An open-label pilot study of immunoglobulin (Ig) A nephropathy found significantly reduced proteinuria, stable glomerular filtration rate, and increased serum albumin in patients with severe disease at 12-month follow-up following 6 months of Acthar treatment. AEs included 2 viral infections (1 herpes zoster, 1 upper respiratory tract) and 4 bacterial infections (2 sinusitis, 1 pneumonia, 1 otitis media) (Table 7) [71].

Table 7 Clinical and real-world evidence studies of Acthar in nephrotic syndrome

4 Conclusions

Acthar has a long-standing history of treatment of autoimmune and other inflammatory disorders, with extensive clinical data confirming its safety and efficacy in many therapeutic areas.

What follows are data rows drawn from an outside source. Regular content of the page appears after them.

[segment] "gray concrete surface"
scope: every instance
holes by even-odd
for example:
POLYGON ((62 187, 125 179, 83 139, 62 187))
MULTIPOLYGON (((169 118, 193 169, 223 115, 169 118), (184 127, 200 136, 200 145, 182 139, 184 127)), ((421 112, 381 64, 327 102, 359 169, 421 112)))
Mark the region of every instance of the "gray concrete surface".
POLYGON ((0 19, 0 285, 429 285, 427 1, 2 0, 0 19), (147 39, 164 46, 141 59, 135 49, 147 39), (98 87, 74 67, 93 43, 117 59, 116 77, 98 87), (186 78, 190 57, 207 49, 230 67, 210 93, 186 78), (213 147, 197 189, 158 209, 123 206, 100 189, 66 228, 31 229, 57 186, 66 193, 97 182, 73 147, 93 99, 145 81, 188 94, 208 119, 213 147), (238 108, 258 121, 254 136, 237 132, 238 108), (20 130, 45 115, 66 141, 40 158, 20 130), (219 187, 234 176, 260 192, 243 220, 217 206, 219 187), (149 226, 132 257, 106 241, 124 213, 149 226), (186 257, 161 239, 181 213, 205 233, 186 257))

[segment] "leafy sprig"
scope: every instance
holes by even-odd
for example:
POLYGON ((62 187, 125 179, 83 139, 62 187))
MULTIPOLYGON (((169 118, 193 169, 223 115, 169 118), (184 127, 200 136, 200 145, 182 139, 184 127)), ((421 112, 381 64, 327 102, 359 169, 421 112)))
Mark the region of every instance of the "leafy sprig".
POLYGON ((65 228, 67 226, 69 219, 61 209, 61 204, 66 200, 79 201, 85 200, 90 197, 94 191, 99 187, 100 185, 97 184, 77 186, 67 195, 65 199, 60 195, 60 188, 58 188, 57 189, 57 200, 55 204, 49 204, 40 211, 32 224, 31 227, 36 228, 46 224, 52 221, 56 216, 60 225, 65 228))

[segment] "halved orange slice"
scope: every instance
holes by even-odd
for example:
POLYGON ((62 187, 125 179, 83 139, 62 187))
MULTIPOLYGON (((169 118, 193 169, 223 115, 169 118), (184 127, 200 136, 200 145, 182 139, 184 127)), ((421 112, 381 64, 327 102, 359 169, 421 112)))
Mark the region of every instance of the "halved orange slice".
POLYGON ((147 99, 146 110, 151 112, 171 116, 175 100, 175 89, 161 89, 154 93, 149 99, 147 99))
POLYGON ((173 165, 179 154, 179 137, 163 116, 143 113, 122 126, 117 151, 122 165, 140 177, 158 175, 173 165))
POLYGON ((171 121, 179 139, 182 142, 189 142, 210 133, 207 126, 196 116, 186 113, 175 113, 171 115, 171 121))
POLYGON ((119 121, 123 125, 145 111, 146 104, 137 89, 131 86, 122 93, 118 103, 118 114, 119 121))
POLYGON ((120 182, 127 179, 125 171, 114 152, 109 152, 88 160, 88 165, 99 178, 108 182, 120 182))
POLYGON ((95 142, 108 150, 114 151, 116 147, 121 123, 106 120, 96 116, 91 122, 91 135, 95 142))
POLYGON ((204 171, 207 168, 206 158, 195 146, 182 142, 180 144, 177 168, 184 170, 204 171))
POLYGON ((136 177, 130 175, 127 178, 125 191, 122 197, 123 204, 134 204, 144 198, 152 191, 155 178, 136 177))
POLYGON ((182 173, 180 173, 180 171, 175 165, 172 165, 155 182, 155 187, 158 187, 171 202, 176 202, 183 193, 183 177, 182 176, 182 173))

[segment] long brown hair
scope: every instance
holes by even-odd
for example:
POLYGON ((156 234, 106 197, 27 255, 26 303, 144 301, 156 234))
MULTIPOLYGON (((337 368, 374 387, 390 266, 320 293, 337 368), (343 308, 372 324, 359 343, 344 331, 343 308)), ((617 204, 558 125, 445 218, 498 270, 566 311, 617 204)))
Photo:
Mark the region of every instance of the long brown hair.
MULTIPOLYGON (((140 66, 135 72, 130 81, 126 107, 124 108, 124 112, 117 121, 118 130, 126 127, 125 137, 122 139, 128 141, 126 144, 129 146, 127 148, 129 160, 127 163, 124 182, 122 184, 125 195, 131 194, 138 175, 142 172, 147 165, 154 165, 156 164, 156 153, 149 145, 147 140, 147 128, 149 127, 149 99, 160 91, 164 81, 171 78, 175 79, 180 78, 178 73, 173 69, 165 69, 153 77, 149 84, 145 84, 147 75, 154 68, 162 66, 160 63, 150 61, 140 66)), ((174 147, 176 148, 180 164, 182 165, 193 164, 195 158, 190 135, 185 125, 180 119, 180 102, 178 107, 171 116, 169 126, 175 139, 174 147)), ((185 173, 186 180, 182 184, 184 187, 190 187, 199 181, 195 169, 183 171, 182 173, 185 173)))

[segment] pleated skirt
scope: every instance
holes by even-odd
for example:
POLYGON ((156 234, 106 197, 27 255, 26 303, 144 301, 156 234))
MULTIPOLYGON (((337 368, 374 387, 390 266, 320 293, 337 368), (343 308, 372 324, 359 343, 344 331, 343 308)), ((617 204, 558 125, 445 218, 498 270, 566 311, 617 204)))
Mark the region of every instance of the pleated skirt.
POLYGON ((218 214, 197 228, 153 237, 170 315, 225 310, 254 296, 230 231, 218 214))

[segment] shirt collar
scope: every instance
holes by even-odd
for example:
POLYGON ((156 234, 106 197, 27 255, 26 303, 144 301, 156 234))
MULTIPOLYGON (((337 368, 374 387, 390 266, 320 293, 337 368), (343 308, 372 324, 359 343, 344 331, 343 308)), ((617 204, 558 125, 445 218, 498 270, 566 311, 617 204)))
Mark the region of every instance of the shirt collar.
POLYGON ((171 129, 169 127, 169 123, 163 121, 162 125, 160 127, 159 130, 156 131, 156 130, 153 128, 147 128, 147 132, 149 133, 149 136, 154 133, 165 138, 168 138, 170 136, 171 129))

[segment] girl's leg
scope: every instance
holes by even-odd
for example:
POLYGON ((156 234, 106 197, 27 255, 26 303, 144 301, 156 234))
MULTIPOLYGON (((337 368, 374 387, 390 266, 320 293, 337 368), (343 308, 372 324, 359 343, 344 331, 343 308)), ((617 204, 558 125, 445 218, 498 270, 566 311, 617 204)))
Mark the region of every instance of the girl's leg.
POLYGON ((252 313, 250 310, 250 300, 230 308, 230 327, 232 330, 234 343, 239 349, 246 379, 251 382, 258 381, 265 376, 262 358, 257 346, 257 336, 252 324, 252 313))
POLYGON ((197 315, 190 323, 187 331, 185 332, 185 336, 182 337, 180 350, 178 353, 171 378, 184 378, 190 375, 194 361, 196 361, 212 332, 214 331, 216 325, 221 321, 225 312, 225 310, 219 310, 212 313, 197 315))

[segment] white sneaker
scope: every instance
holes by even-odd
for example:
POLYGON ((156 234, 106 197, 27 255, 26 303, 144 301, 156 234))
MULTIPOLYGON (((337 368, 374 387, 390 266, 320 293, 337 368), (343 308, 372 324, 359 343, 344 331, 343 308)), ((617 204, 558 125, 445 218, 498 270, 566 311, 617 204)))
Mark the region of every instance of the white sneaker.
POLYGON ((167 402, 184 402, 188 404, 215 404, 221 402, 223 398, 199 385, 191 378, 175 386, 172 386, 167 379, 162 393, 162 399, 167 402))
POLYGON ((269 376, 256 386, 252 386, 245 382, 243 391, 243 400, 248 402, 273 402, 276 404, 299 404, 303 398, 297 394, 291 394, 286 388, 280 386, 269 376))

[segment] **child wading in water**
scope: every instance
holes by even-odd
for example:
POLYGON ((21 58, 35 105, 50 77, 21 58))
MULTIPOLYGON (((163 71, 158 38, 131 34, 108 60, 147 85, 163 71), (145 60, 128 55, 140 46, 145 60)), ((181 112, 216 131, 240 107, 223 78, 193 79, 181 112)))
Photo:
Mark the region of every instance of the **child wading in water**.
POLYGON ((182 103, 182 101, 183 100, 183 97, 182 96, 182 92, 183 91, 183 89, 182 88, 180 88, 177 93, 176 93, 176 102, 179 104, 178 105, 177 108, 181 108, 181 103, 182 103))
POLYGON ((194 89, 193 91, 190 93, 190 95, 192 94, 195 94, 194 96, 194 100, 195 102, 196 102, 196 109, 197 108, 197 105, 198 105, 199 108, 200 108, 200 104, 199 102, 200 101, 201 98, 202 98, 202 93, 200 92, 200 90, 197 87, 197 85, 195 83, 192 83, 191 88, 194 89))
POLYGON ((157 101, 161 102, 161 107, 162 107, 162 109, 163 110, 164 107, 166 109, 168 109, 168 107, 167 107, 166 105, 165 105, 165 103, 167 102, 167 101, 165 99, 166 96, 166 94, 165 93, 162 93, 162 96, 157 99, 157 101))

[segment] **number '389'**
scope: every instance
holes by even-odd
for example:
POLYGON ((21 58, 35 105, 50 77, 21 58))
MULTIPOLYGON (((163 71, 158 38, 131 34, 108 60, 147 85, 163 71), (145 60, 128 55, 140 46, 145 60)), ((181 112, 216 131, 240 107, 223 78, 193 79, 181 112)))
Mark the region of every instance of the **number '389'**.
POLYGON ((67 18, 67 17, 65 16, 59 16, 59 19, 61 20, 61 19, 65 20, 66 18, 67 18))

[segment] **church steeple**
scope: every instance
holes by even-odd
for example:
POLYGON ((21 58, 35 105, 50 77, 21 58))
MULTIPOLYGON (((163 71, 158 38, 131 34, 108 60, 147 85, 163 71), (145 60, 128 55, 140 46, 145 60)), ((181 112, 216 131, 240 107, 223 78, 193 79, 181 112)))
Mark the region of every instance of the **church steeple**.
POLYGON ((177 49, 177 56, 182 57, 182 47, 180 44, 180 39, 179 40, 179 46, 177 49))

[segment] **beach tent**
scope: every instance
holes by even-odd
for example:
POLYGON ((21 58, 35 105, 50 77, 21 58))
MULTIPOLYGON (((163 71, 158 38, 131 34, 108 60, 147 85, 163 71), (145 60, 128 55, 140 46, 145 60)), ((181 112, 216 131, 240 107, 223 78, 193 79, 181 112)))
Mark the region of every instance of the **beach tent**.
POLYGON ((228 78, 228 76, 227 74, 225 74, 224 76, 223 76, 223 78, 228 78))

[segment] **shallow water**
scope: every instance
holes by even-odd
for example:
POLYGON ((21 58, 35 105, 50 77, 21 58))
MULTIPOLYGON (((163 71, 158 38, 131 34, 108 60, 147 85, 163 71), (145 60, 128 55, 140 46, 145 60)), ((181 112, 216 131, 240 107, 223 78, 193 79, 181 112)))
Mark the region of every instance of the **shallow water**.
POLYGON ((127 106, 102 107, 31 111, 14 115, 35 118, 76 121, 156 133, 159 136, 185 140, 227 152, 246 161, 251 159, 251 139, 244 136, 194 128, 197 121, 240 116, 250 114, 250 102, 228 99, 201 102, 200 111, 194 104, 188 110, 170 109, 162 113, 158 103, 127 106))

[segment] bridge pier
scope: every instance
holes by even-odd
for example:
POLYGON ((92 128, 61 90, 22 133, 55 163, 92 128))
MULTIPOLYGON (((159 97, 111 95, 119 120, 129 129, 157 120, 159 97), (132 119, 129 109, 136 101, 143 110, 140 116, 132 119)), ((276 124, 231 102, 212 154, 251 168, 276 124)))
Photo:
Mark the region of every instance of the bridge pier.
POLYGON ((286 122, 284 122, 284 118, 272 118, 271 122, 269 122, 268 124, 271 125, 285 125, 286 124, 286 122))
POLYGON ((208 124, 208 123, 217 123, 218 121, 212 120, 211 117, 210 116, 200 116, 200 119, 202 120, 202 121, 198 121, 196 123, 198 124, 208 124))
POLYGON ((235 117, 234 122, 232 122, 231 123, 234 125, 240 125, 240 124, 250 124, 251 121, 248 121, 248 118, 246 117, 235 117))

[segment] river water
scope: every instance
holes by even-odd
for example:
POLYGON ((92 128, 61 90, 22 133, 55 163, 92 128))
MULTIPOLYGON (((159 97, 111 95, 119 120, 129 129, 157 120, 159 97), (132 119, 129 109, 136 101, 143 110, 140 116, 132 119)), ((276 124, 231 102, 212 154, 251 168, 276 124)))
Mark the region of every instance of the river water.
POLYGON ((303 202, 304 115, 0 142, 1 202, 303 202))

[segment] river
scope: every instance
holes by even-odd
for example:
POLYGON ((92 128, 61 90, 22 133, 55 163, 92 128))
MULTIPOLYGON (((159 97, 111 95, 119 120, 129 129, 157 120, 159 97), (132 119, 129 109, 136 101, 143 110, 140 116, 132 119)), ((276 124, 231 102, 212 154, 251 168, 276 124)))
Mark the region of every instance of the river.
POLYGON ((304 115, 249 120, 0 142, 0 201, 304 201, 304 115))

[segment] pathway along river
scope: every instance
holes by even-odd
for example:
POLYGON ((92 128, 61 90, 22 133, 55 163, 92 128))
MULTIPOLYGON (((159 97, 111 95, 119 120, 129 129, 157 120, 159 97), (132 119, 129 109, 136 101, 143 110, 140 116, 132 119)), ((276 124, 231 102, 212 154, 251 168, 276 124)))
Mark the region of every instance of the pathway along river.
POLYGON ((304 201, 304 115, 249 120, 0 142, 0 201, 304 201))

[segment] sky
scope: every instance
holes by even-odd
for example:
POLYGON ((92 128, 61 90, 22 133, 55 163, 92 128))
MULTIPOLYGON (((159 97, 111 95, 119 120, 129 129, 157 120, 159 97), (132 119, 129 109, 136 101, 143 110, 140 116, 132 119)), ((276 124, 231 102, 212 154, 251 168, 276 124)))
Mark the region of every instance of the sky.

Early-phase clinical and preclinical studies have supported a distinct mechanism of action compared with standard of care therapies. Mallinckrodt Pharmaceuticals has conducted more than 20 preclinical mechanistic studies of Acthar and initiated 8 clinical studies with a targeted combined enrollment of approximately 900 patients [29]. In addition, the use of Acthar has been the subject of more than 500 published manuscripts and abstracts to date [29]. The results of these studies support the safety and efficacy of Acthar in patients with inflammatory diseases for whom standard treatments have become ineffective or are associated with intolerable adverse effects.